Hartos de que vivan culpando a otros por sus incapacidades, de que hayan robado miles de millones de dólares donados desde el terremoto y la cómplice indolencia imperdonable de sus élites, la comunidad internacional ha tratado de sacarle el cuerpo a la incesante involución de Haití, hacia la barbaridad antediluviana.
El bandolero Barbecue y el narcotraficante Phillipe lograron la renuncia de Ariel Henry. Su territorio, sin ese tenue gobierno ilegítimo ahora inexistente, acusa una absoluta ilegalidad.
No hay autoridades. Mandan las bandas criminales, narcotraficantes y demás escoria. Más del 50 % de once millones de haitianos pasa hambre.

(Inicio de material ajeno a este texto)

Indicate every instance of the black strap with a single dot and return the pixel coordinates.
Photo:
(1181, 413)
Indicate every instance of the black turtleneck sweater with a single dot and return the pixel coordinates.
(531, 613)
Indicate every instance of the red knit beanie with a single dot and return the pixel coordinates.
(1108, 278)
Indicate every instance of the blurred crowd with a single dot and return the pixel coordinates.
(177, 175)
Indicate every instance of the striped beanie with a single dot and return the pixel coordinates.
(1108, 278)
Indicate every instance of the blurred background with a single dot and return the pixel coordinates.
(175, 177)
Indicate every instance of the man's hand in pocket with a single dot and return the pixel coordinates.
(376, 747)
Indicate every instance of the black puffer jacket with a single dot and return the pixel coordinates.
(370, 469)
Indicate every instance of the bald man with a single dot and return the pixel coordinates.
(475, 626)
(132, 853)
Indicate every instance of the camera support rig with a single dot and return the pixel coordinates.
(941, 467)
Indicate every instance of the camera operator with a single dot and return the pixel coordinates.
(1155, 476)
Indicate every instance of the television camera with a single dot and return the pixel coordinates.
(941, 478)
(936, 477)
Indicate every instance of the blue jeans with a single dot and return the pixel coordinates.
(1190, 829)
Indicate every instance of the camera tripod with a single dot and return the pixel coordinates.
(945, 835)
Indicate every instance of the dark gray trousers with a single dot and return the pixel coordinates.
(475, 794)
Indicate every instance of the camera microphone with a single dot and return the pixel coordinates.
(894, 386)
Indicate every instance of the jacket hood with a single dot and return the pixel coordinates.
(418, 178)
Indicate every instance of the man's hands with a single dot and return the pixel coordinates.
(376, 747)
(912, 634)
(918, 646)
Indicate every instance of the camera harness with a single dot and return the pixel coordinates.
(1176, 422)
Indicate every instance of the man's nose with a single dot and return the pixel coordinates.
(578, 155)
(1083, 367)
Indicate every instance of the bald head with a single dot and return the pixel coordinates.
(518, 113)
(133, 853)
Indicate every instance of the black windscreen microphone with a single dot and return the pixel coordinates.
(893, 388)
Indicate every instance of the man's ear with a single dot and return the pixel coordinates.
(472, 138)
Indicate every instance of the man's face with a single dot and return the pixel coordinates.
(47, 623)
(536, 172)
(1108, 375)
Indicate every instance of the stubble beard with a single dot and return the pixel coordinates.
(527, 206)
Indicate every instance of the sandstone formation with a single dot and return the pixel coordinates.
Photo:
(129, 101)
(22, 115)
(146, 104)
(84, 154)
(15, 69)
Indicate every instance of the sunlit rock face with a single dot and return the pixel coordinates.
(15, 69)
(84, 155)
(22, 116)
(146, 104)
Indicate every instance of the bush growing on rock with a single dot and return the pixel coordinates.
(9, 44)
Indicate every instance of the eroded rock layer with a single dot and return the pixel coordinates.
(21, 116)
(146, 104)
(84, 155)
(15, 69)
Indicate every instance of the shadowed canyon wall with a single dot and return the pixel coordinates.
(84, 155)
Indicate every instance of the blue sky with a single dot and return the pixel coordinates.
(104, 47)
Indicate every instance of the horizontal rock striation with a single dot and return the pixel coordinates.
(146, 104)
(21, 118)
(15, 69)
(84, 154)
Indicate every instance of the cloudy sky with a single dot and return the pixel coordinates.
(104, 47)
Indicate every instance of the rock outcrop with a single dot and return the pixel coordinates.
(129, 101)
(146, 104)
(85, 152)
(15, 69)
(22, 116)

La tasa de homicidios está casi triplicada desde 2021. Una reportera británica cuenta que cuando visitó Puerto Príncipe ese año, todos los haitianos con quienes conversó buscaban irse del país.
Todos quienes podían se fueron, hasta los pocos diplomáticos que quedaban.
Desde nuestra guerra de 1844, nunca ha estado nuestra república tan amenazada por un desbordamiento de las masas desesperadas de ese desdichado e inviable país.
Puede parecer cruel, pero complacerlos y dejar que entre ellos mismos resuelvan sus querellas quizás es lo que las potencias y la comunidad internacional deben hacer. Y para acá que no vengan a inventar.